Agreed ... so .... what point are you trying to make by stating this observation? That people don't have a 'sin nature' because we don't read about it in Genesis 3 ?
I am telling ya that was prime time for God to make it known to Adam sin nature was his fault . But we get nada .

Sin Nature definition: The sin nature is that aspect in man that makes him rebellious against God. When we speak of the sin nature, we refer to the fact that we have a natural inclination to sin; given the choice to do God’s will or our own, we will naturally choose to do our own thing. https://www.gotquestions.org/sin-nature.html
Were is this aspect stored in man exactly and who put it there ?

Was this sin nature aspect in Adam ?

My synapses need a nap , :sleep .
 

Does man have free will to choose salvation?​


I define "free will" as the ability to do what you desire most at the time.

... so regarding salvation .... we have "free will" ... this leads to the question: what is the cause of our desires?

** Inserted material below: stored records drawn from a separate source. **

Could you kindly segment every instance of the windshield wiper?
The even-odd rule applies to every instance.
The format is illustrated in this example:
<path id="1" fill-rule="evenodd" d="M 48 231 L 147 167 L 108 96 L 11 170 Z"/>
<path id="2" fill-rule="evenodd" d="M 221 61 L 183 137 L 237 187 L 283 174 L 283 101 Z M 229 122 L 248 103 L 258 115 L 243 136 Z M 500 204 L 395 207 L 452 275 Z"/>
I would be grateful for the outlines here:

The first cause of our desires is GOD. The Law of Causality states: a rule of the universe that says every event that happens is the result of a specific cause. Imagine you have a row of dominoes; if you knock the first one over (cause), the rest will fall down in sequence (effect). This rule helps us figure out why things happen and what could happen next.
Application of the Law of Causality: When one who supports the idea of self-determinism is asked “why you did something he has no answer”. He will resort to a non-answer like “because I wanted to”. When asked why he wanted to he responses “because I choice to want to”; when asked why he choice to want to, he responses “because I wanted to choice to want to” … and on and on the circular reason goes. It contradicts the Law of Causality.
You don't pick your sex, your parents or your desires. I.E. Psalm 51:5

If one define "free will" as self-determinism (not influenced by others) the logic dictates that to be impossible. Empirical evidence validates this statement. Google "parent's influence on a person's religious beliefs" (https://www.pewresearch.org/religion/2020/09/10/shared-beliefs-between-parents-and-teens/) and you will find that children tend to follow the beliefs of their parents which proves self-determinism is false). (I assume the reader as elementary knowledge of statistics and and probability.)
Our freewill can be influenced. But that doesn't mean we cannot control ourselves. We can be unaware or aware of the influence/s. Even if we are unaware of something, we can still choose, our wills are still used
 

Does man have free will to choose salvation?​


I think each person has the freedom to choose to be saved or not, to love and obey God, or not. I think this is, in part, why God put in Eden the Forbidden Tree and Fruit and allowed the devil to tempt Eve. If these things had not been present in Eden, Adam and Eve would have been prisoners to God's will, essentially, unable to choose anything other than what their circumstances permitted and perhaps never thinking to do otherwise, content as they were in the beauty, bounty and comfort of Eden. In order to give them a genuine choice to make for God, or for themselves, God placed the Forbidden Tree in Eden and then provoked a moment of decision about it when He allowed Satan to tempt Eve. It seems to me very unlikely, given the plenitude of Eden, that the Forbidden Tree would ever have strongly enticed Eve and Adam had the devil not made it a focus for them in his temptation of Eve. In any case, it looks to me that, right from the beginning, God wanted His human creatures not only to possess free agency but to exercise it fully in their relations with Him.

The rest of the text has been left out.